What kind of mood or atmosphere does the setting suggest?
The short story, “The Pedestrian” takes place in November of 2053 in a large city at night. From the very beginning, Bradbury sets the mood of the story through his descriptions of the houses and environment as Leonard Mead is taking his nightly walk alone in the city. First of all, the evening is “misty” and eerily “silent." Mead walks on a “buckled sidewalk” (showing lack of use and repair) and notices the dark windows of the homes he walks by. He feels as if he is walking through a “graveyard.” He says, “Sudden gray phantoms seemed to manifest upon inner room walls where a curtain was still undrawn against the night, or there were whisperings and murmurs where a window in a tomb-like building was still open.” The homes are dark, and the light from the television casts shadows of those watching it on the walls. These descriptions set up a creepy, suspenseful mood, as we know that Mead is outside and alone in the city. The “death” motif carried throughout the story also adds to the mood of the story. In addition, Bradbury repeats the words “silent” and “empty” throughout the story to again create a mood.

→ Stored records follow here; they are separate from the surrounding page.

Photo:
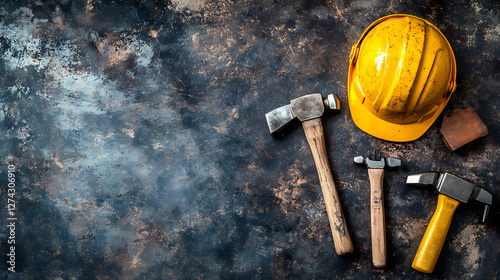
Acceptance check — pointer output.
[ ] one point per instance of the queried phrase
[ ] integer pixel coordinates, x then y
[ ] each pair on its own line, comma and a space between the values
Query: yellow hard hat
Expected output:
402, 73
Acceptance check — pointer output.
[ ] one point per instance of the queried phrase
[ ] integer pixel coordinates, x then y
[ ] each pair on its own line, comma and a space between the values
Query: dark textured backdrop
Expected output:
138, 131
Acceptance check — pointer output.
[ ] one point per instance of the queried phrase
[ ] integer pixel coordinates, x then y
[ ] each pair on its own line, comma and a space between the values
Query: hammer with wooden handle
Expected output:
309, 109
452, 190
376, 165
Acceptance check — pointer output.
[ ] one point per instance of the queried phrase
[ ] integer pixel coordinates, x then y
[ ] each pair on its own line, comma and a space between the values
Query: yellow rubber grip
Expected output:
433, 240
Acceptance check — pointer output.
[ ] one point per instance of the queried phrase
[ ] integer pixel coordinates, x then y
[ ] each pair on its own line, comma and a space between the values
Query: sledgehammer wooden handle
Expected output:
379, 252
316, 139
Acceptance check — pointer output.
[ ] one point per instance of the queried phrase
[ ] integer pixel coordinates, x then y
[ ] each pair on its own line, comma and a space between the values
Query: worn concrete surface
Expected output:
138, 132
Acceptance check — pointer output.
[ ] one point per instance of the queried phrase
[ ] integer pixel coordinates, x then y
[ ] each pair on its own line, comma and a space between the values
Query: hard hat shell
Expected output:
402, 73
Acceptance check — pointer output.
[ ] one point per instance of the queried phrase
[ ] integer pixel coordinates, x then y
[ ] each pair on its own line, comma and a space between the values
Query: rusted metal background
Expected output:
138, 132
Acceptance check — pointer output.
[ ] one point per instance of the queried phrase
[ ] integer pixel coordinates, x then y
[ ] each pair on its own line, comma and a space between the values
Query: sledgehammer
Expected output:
452, 190
309, 109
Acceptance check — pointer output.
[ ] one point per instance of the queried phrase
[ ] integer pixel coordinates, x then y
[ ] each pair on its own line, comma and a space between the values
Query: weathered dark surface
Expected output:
139, 133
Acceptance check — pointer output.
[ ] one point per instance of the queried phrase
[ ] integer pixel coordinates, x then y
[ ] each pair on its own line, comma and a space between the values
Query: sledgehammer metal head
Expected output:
454, 187
304, 108
375, 161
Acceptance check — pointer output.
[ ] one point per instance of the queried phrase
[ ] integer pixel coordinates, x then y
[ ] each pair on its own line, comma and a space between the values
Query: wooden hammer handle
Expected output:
379, 251
316, 139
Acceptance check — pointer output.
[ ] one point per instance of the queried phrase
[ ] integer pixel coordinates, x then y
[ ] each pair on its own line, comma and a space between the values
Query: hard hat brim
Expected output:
385, 130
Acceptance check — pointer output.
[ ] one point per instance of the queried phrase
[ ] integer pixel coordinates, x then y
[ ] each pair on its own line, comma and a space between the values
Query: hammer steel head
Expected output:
375, 161
454, 187
304, 108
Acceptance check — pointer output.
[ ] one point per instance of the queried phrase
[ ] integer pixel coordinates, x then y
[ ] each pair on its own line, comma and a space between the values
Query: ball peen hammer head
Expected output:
304, 108
454, 187
375, 161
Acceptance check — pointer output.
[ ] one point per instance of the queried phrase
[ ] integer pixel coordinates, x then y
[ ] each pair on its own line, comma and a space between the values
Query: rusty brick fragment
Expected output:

In the end, Mead is picked up by the robot police car for walking at night and was taken to The Psychiatric Center for Research on Regressive Tendencies where he will be reprogrammed to fit into the society whose obsession with television controls their lives. Bradbury ends the story with a mood that shows the anxiety (note how many times he uses the word, “empty” in the last paragraph) of what happens when technology takes over our lives.
The setting of "The Pedestrian" is eerie. Bradbury places the reader in the setting by using the second person perspective and the word "you." He writes that you "step over grassy seams and make your way, hands in pockets, through the silences." The reader immediately senses the vacancy and silence of the world Bradbury has created.
The setting of the story is a seemingly vacant city in 2053. The lone character, Leonard Mead, makes his way through the streets as he looks at the dark houses that resemble a graveyard. The only sounds are the sounds of the TV coming from the houses and his whistling and footsteps. He has never met another pedestrian in all his years of walking. He imagines hearing laughter or other sounds, but the people he imagines making these noises never materialize. The setting creates a sense of paranoia, despondency, and alienation in the reader as Leonard walks alone through the city, imagining human companions who do not appear, only hearing the noises of machines.